A few words about MIPS

With the media fixated on the looming showdown between Intel and ARM in the mobile market, you’d hardly know MIPS exists. Actually, in recent years more than three billion MIPS-based devices have quietly shipped, according to Imagination. But the problem for MIPS, from a visibility perspective, is that its processors are often more deeply embedded, such as in carrier-grade networking and telecom equipment, consumer routers and access points, and as controllers in TV set-top boxes and game consoles. What MIPS lacks from a pizazz perspective is a presence in the red hot mobile device market.

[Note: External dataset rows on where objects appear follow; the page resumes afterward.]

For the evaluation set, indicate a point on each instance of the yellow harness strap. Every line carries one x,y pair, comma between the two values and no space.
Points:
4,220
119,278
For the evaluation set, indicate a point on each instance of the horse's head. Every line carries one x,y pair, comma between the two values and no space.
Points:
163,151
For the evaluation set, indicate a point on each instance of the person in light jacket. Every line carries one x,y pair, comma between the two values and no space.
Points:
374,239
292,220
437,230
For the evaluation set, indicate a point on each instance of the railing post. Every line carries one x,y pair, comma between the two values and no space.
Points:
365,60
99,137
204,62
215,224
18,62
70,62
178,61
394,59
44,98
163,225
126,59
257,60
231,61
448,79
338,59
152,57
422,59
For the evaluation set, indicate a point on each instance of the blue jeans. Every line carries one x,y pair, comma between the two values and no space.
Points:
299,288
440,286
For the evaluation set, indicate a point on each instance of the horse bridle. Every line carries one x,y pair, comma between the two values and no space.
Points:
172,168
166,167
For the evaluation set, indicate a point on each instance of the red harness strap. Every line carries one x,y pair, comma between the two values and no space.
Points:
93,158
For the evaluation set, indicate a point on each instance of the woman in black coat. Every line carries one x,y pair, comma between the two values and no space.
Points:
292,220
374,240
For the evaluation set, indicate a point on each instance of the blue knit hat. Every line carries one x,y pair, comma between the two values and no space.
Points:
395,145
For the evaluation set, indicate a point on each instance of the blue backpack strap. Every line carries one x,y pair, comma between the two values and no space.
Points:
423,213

Incidentally, despite its high profile announcement by Imagination, the Creator CI20 development board isn’t the first low cost MIPS SBC on the market. Currently ten boards are showcased on the company’s third-party MIPS SBCs page. Additionally, MIPS is the core of Qualcomm’s Atheros AR9331 SoC, which appears in numerous small SBCs and COMs (computer-on-modules) that typically run OpenWRT Linux (two interesting examples we’ve recently written about are here and here).

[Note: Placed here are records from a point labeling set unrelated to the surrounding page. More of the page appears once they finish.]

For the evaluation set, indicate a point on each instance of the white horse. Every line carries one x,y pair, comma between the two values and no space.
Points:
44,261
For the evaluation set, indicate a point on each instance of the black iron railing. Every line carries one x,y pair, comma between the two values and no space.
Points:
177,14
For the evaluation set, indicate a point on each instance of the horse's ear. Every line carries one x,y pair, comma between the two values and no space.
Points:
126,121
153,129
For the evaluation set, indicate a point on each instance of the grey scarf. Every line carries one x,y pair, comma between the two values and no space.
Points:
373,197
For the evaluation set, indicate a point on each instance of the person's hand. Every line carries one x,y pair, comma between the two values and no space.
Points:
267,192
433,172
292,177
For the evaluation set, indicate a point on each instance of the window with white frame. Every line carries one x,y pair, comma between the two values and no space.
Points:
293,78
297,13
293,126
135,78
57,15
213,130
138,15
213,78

Summary of Creator CI20 specs

Creator CI20 specifications provided by Imagination include:

Processor — Ingenic JZ4780 system-on-chip CPU — 2x 1.2GHz XBurst MIPS32 cores GPU — SGX540 FPU — IEEE754

Memory: RAM — 1GB (32-bit DDR3) Flash — 8GB NAND Expansion — 1x SD slot onboard; 1x SD card interface signals on an expansion connector

Networking: 1x 10/100 Ethernet WiFi 802.11b/g/n Bluetooth 4.0

Graphics: Hardware video decoders — MPEG-2, VC-1, VP8, MPEG-4, H.264 (1080p at 30fps), RV9 (1080p at 60fps) HDMI port (up to 2k resolution)

Other I/O: 2x USB — 1x OTG, 1x Host 25x GPIOs CMOS camera input (ITU.R BTU-645 connector) 2x SPI 1x I2C 7x analog input channels 1x UART AC97 audio (via I/O jack and HDMI connector) JTAG (14-pin MIPS EJTAG header) Transport Stream Interface

Power — 5VDC

Dimensions — 90.2 x 95.3mm



Further information

Ordering information is available at the Imagination Technologies web store, here. Extensive technical information is already posted over at eLinux.org’s MIPS Creator CI20 wiki section, so you dive in as deep as you like.

We noted with interest that no pricing or delivery was listed on the product page, but it instead said “the Creator CI20 is supplied free of charge to certain approved projects under Imagination’s ecosystem.” Asked for clarification, Voica explained in an email to LinuxGizmos that Imagination has been stampeded with requests for free boards, and that they need to “sort through all the project proposals, select the most interesting ones and reward them with a free board.” Next, the company will “come up with a strategy to try and put more boards in the hands of people who are not necessarily developers and simply want to play with them,” he continued. At that point, pricing will be announced.